Upgrading to Cloudera Data Lake 7.3.1 with Cloudera Data Engineering

Cloudera Data Engineering 1.23.1 and higher versions support Cloudera Data Lake 7.3.1.

Upgrading to Cloudera Data Lake 7.3.1 is only supported for specific Cloudera Data Lake versions. For more information on the supported Cloudera Data Lake versions, see Upgrading to Cloudera Runtime 7.3.1.

If you plan to upgrade to Cloudera Data Lake 7.3.1 with Cloudera Data Engineering 1.23.1 or higher versions, first, make sure to refactor and migrate all your Spark Jobs to Spark 3.5. For more information, see Migrating Spark applications.

Steps

  1. Upgrade to, or create Cloudera Data Engineering Service of versions 1.22 or 1.23, with Data Lake version 7.2.18.

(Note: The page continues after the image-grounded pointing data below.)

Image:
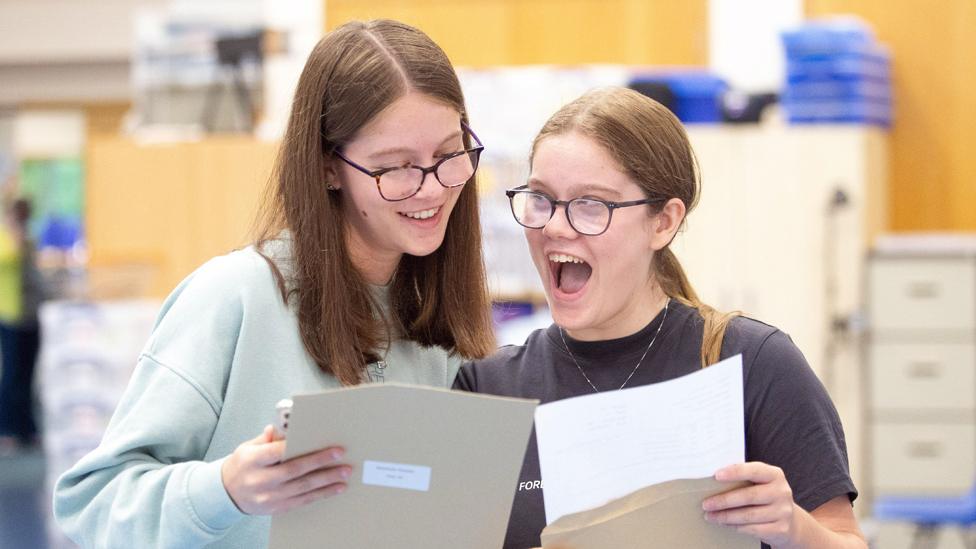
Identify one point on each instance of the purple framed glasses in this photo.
(402, 182)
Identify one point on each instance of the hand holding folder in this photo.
(432, 467)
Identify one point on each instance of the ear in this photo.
(667, 222)
(331, 177)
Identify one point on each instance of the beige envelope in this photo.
(432, 468)
(664, 515)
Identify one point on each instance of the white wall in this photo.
(743, 40)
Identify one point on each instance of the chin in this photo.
(423, 250)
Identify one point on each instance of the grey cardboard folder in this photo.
(668, 514)
(432, 468)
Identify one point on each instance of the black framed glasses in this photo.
(587, 216)
(402, 182)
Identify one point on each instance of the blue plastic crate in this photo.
(831, 35)
(837, 90)
(872, 64)
(876, 113)
(697, 94)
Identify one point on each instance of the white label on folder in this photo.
(397, 475)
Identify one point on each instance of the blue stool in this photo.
(929, 514)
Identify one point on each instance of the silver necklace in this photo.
(639, 362)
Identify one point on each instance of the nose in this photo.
(430, 187)
(558, 225)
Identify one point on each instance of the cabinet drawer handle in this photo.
(924, 369)
(923, 289)
(924, 449)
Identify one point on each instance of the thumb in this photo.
(266, 436)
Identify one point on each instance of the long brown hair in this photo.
(651, 146)
(354, 73)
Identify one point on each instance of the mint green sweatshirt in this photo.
(224, 350)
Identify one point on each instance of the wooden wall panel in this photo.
(517, 32)
(932, 164)
(159, 211)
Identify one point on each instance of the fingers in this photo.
(315, 481)
(268, 453)
(741, 516)
(753, 471)
(758, 494)
(308, 497)
(303, 465)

    Data Lake 7.2.18 in Cloudera Data Engineering 1.22 and 1.23 supports multiple Spark versions:

    • Spark 2.4.8
    • Spark 3.2
    • Spark 3.3
    • Spark 3.5

    For more information, see Compatibility for Cloudera Data Engineering and Runtime components.

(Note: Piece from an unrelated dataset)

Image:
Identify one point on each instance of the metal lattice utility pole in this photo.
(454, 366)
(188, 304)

  2. In the Cloudera Data Engineering Service, perform the following.
    1. Create new Virtual Clusters (VCs) with Spark 3.5.
    2. Refactor your current Spark jobs to Spark 3.5.

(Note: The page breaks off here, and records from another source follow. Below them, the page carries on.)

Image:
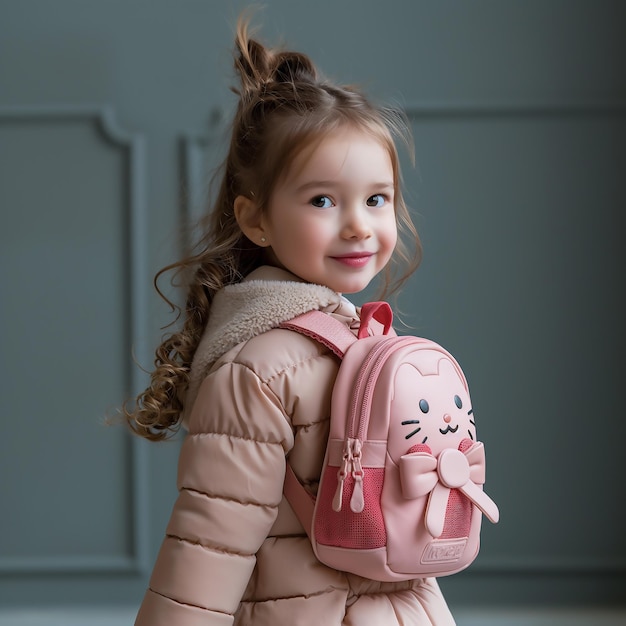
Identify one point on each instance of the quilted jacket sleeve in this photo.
(230, 480)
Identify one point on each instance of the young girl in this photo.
(308, 209)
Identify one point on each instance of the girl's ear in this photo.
(250, 220)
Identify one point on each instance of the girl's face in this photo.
(331, 220)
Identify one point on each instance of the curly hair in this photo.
(284, 106)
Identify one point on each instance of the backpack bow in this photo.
(422, 473)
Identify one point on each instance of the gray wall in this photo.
(518, 109)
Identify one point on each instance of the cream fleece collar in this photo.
(267, 297)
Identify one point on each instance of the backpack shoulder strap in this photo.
(376, 319)
(324, 328)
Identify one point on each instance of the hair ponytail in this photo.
(283, 107)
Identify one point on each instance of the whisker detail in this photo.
(412, 433)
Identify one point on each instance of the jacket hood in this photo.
(264, 299)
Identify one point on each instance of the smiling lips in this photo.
(354, 259)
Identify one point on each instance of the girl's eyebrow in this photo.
(329, 184)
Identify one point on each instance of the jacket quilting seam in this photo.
(228, 499)
(213, 433)
(305, 596)
(195, 606)
(295, 364)
(212, 548)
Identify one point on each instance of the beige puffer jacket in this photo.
(234, 552)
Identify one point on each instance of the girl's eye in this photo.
(322, 202)
(376, 200)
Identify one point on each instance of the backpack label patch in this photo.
(444, 551)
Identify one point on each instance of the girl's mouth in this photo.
(358, 259)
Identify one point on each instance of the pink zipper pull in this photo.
(357, 501)
(341, 476)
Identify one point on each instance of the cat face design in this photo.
(430, 406)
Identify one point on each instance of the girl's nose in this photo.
(356, 225)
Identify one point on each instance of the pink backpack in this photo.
(401, 490)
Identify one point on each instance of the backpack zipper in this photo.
(358, 423)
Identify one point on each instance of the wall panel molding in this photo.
(131, 145)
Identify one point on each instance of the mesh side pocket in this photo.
(345, 529)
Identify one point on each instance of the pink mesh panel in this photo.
(345, 529)
(458, 516)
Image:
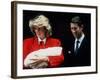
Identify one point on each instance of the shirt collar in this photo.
(80, 39)
(39, 40)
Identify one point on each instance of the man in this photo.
(80, 53)
(41, 28)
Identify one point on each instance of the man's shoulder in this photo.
(53, 39)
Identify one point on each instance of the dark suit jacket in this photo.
(83, 57)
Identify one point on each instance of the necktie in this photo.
(77, 46)
(41, 45)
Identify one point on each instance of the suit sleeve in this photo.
(55, 61)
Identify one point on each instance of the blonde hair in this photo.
(40, 21)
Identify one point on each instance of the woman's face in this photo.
(76, 30)
(41, 32)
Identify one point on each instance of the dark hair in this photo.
(77, 20)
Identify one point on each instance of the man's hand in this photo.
(39, 63)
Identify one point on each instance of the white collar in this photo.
(39, 40)
(80, 39)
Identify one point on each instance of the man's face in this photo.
(41, 32)
(76, 30)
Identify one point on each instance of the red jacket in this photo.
(31, 44)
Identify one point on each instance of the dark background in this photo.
(60, 23)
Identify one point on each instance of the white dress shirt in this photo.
(80, 41)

    For information on the Spark application migration instructions, see Migrating Spark applications.

  3. Test the Spark 3.5 Jobs by running them.
  4. After ensuring that everything works as expected, delete the old VCs with lower Spark versions and keep the new VCs.
  5. Upgrade your Cloudera Data Lake version to 7.3.1 in Cloudera Management Console. For more information, see Upgrade Data Lake Cloudera Runtime version to 7.3.1. and OS to RHEL 8.10
  6. Perform in-place upgrade on your Cloudera Data Engineering Service to 1.23.1 or higher versions.
  1. Upgrade to, or create Cloudera Data Engineering Service of versions 1.23.1 or higher, with Data Lake version 7.2.18.

    Data Lake 7.2.18 in Cloudera Data Engineering 1.23.1 supports multiple Spark versions:

    • Spark 2.4.8
    • Spark 3.2
    • Spark 3.3
    • Spark 3.5

    For more information, see Compatibility for Cloudera Data Engineering and Runtime components.

  2. In the Cloudera Data Engineering Service, perform the following.
    1. Create new Virtual Clusters (VCs) with Spark 3.5.
    2. Refactor your current Spark jobs to Spark 3.5.

    For information on the Spark application migration instructions, see Migrating Spark applications.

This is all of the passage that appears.